Retail chain Forever 21 entered the metaverse in December when it opened a virtual store on Roblox, a digital gaming platform popular with children. Users come into the multilevel digital store on a carpet with paparazzi snapping photos and, once inside, their avatars can buy furniture, clothes and accessories and try on makeup.
But Jamie Salter, founder, chairman and CEO of New York-based Authentic Brands, which owns Forever 21, thinks it's too early to say what role the metaverse will have for core retail businesses. Salter said brick-and-mortar locations still have a future even if the metaverse, a 3D version of the internet where people interact in an environment resembling the physical world, proves to be a vital revenue generator in selling goods and services.
"The experience of physical retail is really, really important," Salter said during a panel at the Milken Institute Global Conference this month in Los Angeles. Now the discussion of retail in the metaverse is continuing this week at the ICSC Las Vegas conference, where shopping center owners are comparing notes on the future of the industry.
Brandon Isner, Americas head of retail thought leadership at CBRE, said Monday at ICSC Las Vegas that while there's an increased level of business activity in the metaverse now, much remains to be learned from how the platform can interact with commercial real estate. That's in part because the metaverse itself isn't fully formed yet.
"Some feel like that the true metaverse doesn't actually exist yet because it remains a fragmented place," he said.
Proponents argue the metaverse is "e-commerce 2.0" and that virtual malls will allow users to try on products, interact with friends and connect with sellers while digital shopping, according to a March report from Citi GPS. That may mean big business for retailers, as the metaverse may have up to 5 billion users by 2030 and have a total addressable market of $8 trillion to $13 trillion, according to the report.
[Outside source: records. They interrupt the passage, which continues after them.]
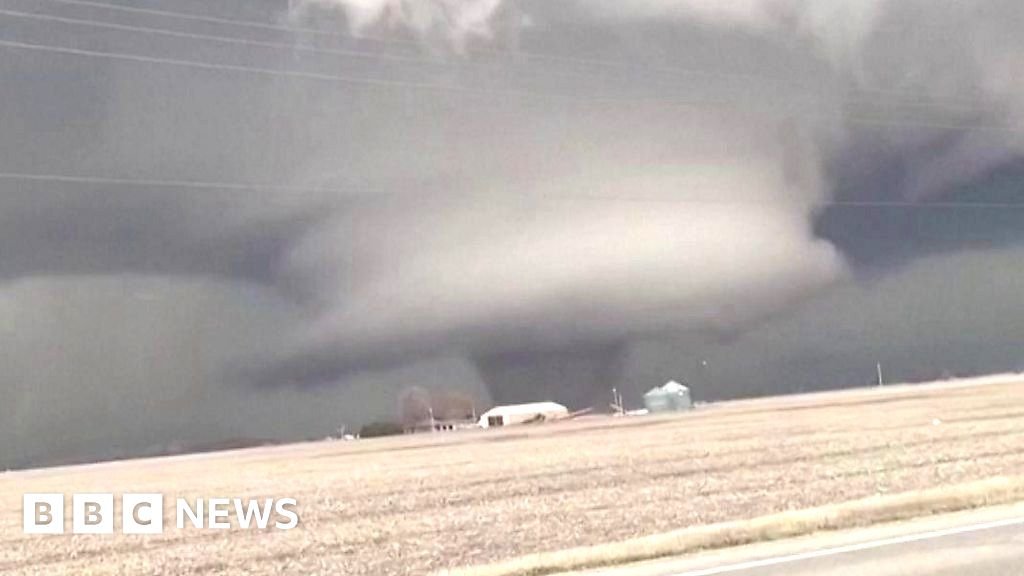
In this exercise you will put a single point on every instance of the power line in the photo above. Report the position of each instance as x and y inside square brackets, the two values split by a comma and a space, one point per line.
[951, 104]
[226, 22]
[215, 38]
[384, 83]
[377, 54]
[244, 187]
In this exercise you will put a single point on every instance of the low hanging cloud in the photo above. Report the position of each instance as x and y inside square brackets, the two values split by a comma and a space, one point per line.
[539, 216]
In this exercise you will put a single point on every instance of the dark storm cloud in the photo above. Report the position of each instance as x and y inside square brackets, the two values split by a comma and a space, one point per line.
[544, 217]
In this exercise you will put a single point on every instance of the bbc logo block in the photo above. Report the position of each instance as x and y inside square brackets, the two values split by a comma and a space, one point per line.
[43, 513]
[93, 513]
[143, 513]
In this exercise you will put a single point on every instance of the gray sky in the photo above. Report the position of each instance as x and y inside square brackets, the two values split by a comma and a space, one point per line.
[509, 198]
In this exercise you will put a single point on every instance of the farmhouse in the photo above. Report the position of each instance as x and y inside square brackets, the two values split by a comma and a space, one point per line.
[521, 413]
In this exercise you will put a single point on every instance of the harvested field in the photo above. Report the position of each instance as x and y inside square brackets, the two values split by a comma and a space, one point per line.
[412, 504]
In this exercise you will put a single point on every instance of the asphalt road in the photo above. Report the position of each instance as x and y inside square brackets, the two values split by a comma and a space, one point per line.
[986, 542]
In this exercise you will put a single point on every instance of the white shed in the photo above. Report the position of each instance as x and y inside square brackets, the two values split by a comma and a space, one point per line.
[519, 413]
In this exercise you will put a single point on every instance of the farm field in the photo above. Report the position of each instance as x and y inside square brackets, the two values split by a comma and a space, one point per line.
[416, 504]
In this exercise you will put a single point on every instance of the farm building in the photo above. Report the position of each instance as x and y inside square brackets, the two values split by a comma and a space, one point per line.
[672, 397]
[520, 413]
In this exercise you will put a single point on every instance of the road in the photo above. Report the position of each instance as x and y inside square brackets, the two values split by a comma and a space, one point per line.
[986, 542]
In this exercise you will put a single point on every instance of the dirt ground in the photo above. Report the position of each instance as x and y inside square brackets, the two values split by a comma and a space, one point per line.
[413, 504]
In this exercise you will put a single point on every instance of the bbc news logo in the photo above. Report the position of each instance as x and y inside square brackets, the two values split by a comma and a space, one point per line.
[143, 513]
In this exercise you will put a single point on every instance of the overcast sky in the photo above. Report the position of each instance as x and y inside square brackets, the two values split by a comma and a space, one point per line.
[271, 237]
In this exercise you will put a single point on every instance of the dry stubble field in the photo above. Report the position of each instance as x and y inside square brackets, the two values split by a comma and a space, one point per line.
[413, 504]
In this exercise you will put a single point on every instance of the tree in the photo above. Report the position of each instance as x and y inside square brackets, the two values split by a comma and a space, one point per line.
[414, 407]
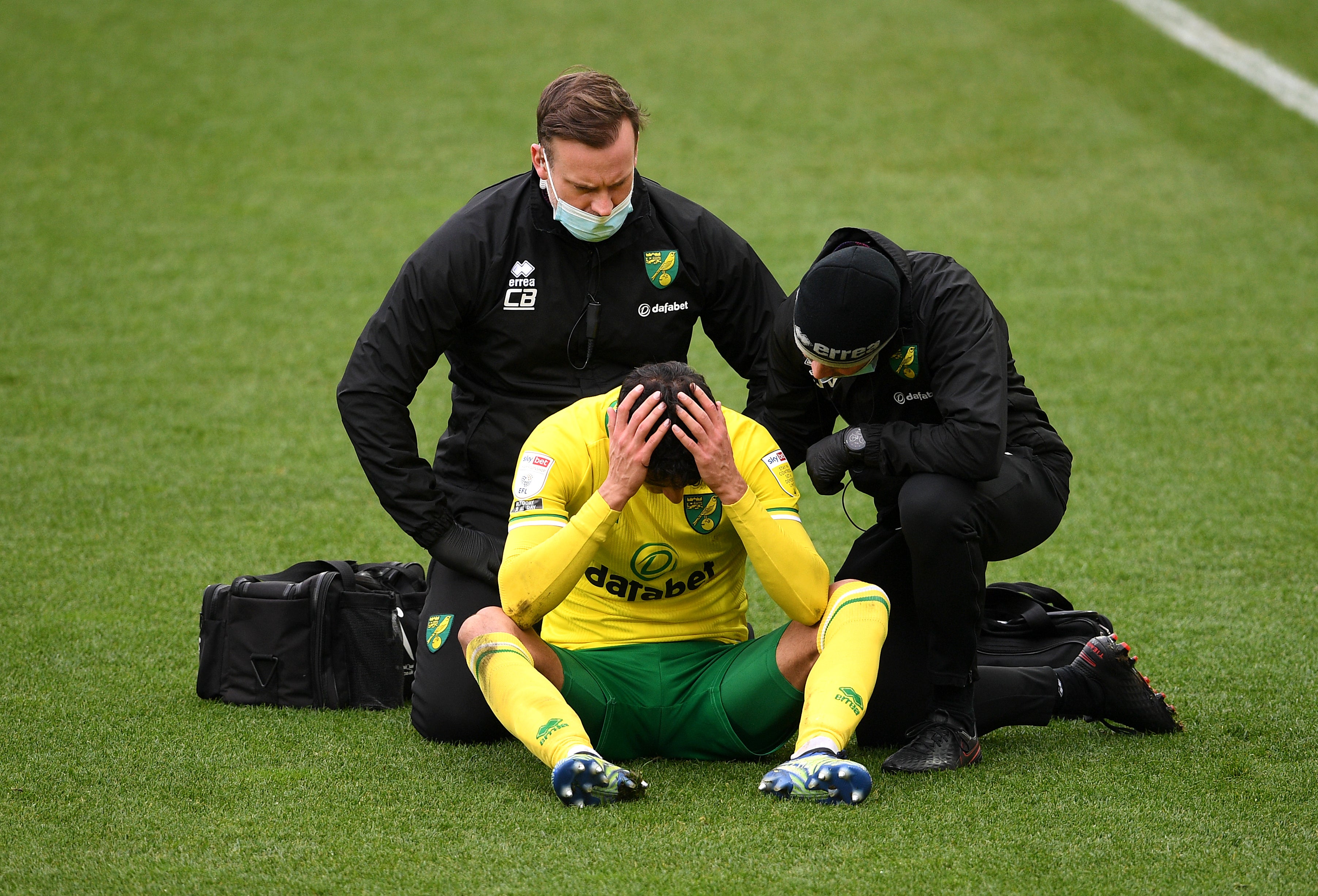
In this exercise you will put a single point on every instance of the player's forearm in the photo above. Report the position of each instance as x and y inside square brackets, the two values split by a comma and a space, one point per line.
[540, 570]
[781, 550]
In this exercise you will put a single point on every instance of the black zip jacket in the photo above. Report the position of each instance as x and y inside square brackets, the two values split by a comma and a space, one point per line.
[945, 397]
[501, 289]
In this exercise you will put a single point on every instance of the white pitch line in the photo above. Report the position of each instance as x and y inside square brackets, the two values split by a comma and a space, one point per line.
[1205, 39]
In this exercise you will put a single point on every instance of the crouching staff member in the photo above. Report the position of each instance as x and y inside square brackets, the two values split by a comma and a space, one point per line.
[633, 553]
[546, 288]
[964, 468]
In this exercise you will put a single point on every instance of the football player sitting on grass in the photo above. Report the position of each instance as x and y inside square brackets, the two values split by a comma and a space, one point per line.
[628, 541]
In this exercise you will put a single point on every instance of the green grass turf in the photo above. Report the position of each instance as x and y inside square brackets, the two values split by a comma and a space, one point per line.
[202, 203]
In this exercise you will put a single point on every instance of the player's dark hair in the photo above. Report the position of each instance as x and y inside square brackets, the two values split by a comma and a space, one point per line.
[586, 106]
[671, 463]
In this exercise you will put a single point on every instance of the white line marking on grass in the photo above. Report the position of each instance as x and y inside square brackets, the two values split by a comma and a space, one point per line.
[1205, 39]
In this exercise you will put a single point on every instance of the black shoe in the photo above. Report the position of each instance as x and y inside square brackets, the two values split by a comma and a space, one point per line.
[939, 745]
[1127, 698]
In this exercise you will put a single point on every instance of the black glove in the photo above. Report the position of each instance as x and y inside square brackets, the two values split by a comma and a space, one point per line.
[827, 462]
[468, 551]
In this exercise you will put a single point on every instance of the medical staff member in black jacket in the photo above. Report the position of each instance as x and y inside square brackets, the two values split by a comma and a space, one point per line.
[964, 468]
[542, 290]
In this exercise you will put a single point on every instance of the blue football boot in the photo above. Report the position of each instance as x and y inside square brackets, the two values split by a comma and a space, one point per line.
[819, 777]
[586, 781]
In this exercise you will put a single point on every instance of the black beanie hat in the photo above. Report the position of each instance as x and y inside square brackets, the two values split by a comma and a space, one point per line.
[847, 308]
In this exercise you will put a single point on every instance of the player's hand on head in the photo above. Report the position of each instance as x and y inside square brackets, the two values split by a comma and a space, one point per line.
[635, 430]
[704, 433]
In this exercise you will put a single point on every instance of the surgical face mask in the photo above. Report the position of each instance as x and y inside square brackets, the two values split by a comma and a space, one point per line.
[832, 381]
[584, 226]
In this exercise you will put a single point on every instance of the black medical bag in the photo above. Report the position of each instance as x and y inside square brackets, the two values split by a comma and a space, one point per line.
[330, 634]
[1032, 625]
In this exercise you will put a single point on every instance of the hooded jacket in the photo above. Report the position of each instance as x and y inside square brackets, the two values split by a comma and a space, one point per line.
[501, 290]
[945, 396]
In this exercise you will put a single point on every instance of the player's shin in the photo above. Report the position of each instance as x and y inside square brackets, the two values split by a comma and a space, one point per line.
[837, 692]
[524, 700]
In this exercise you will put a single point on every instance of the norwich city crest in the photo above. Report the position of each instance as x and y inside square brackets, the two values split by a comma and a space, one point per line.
[906, 362]
[662, 267]
[704, 512]
[437, 630]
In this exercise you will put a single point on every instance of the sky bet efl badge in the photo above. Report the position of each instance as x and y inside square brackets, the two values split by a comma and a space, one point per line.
[704, 512]
[662, 267]
[437, 630]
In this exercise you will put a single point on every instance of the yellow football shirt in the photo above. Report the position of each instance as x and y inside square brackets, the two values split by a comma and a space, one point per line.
[663, 571]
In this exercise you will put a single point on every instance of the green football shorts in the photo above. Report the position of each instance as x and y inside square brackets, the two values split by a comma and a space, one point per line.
[683, 700]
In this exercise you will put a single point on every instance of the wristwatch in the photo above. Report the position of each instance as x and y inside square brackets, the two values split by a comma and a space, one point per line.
[854, 442]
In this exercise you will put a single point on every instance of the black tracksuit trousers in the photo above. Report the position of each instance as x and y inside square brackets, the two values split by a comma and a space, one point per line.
[930, 551]
[447, 703]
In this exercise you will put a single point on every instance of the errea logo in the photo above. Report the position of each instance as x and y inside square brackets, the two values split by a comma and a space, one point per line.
[521, 293]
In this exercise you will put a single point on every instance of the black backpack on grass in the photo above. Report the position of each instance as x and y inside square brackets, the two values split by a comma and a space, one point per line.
[1032, 625]
[330, 634]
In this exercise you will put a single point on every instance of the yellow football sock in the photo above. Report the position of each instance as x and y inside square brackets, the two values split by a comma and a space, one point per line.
[522, 699]
[850, 637]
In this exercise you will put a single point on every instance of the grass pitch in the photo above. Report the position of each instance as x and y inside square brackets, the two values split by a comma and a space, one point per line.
[202, 203]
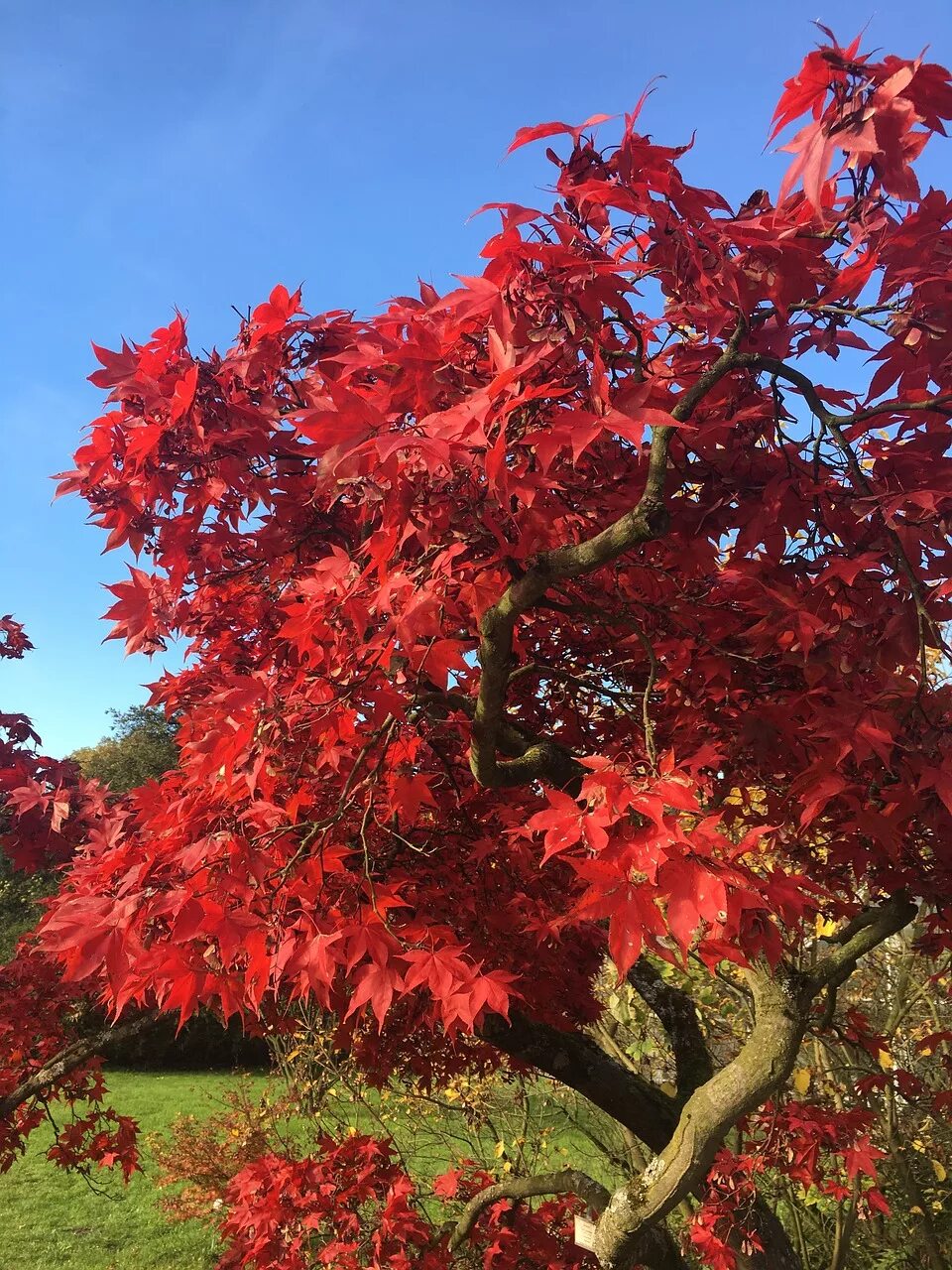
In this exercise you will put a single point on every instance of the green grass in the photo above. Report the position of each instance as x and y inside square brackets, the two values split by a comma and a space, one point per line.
[54, 1219]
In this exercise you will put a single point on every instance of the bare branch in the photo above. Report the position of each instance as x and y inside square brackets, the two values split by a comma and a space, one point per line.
[70, 1058]
[647, 521]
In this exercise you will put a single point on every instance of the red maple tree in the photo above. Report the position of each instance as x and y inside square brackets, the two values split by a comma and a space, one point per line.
[569, 615]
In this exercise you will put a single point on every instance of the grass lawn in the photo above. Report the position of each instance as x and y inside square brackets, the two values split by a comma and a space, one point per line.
[53, 1220]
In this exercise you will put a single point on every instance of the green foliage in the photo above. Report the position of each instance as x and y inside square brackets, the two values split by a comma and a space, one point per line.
[141, 747]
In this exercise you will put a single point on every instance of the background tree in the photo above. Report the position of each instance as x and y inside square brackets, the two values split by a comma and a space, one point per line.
[141, 747]
[569, 617]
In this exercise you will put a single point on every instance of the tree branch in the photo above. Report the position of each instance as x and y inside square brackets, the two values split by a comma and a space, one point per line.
[782, 1007]
[569, 1182]
[648, 520]
[676, 1014]
[70, 1058]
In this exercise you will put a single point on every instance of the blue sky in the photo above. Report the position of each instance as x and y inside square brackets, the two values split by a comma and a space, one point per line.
[193, 153]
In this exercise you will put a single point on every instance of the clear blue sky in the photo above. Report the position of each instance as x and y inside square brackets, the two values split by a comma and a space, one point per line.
[193, 153]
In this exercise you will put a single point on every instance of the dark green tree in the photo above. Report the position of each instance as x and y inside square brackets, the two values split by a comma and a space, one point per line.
[141, 747]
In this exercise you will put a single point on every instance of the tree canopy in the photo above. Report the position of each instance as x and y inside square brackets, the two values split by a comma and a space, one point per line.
[588, 611]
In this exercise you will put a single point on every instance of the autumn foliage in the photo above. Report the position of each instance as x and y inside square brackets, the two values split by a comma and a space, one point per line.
[589, 610]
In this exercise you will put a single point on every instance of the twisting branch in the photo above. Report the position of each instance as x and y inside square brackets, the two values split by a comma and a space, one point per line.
[676, 1014]
[70, 1058]
[834, 425]
[783, 1002]
[567, 1182]
[647, 521]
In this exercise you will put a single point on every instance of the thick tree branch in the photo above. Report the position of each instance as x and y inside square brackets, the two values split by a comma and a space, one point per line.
[782, 1007]
[70, 1058]
[648, 520]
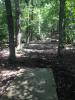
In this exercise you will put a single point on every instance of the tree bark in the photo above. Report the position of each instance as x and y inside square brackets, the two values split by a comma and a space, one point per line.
[61, 25]
[17, 22]
[10, 29]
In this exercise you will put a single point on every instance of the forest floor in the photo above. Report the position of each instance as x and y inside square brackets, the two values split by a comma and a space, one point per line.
[33, 58]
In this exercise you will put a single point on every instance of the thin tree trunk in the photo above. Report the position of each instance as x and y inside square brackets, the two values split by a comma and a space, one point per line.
[61, 25]
[10, 29]
[17, 23]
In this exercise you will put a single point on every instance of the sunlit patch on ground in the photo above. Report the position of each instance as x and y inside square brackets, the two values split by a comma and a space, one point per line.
[30, 84]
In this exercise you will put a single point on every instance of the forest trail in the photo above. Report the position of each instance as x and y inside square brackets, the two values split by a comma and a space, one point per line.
[28, 84]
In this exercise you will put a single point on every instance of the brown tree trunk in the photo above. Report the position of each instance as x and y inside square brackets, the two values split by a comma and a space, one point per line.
[17, 22]
[61, 25]
[10, 29]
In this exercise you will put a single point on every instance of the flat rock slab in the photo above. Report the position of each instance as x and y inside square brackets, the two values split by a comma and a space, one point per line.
[32, 84]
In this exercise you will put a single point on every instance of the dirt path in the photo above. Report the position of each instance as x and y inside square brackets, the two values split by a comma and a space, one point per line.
[29, 84]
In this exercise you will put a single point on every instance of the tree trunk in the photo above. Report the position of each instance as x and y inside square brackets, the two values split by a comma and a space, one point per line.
[10, 29]
[61, 25]
[17, 22]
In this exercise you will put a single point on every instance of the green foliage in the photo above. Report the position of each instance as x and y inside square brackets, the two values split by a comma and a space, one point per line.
[42, 16]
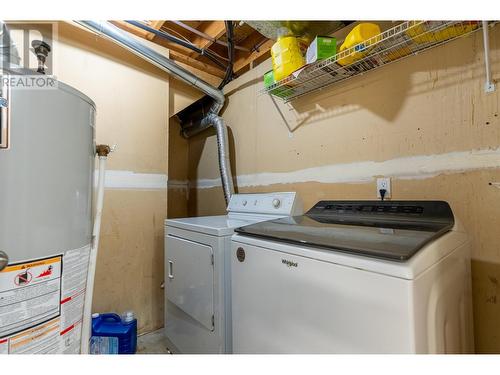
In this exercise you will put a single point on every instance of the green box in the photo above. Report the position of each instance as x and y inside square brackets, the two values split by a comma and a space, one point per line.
[322, 47]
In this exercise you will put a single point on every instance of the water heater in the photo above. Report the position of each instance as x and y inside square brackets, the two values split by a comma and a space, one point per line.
[47, 153]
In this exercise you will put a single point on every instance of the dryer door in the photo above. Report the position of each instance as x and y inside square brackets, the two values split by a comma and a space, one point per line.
[190, 278]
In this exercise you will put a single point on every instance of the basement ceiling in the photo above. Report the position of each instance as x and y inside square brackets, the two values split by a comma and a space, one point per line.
[252, 47]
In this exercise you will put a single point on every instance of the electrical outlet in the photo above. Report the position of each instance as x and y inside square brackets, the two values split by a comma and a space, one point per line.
[384, 183]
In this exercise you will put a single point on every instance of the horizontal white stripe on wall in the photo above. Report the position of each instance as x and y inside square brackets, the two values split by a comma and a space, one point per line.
[116, 179]
[414, 167]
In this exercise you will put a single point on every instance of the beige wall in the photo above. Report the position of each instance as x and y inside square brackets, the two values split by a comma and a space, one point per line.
[132, 100]
[429, 104]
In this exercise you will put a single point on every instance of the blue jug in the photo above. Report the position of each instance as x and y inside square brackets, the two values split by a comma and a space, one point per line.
[112, 325]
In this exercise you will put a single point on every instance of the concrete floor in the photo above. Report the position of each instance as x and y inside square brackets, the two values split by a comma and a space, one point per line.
[152, 343]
Not everyone's buying into the metaverse.
Garrick Brown, director of advisory services and business development for Walnut Creek, California-based Lockehouse Retail Group, said metaverse technology such as virtual reality headsets is years away from becoming more accessible to everyday users.
"Retailers have to pay attention to what happens there, but it's in such [an] early stage," said Brown, who had been talking about the issue even before the ICSC Las Vegas this week.
Some physical retail landlords don't think the metaverse is a fad, but neither do they believe it poses a threat to brick-and-mortar business. Sandy Sigal, president and CEO of Los Angeles-based landlord NewMark Merrill Cos., said at least 20 of the company's tenants are thinking about their role in the metaverse. Sigal, who like Brown has been discussing the issue for a while, said the metaverse will have its fits and starts as it grows but that it's a valid world that will have a marketplace.
"I think physical real estate will have a counterpart in the metaverse, and eventually they may be competitive, but in the long run I would bet on them being complementary," Sigal said.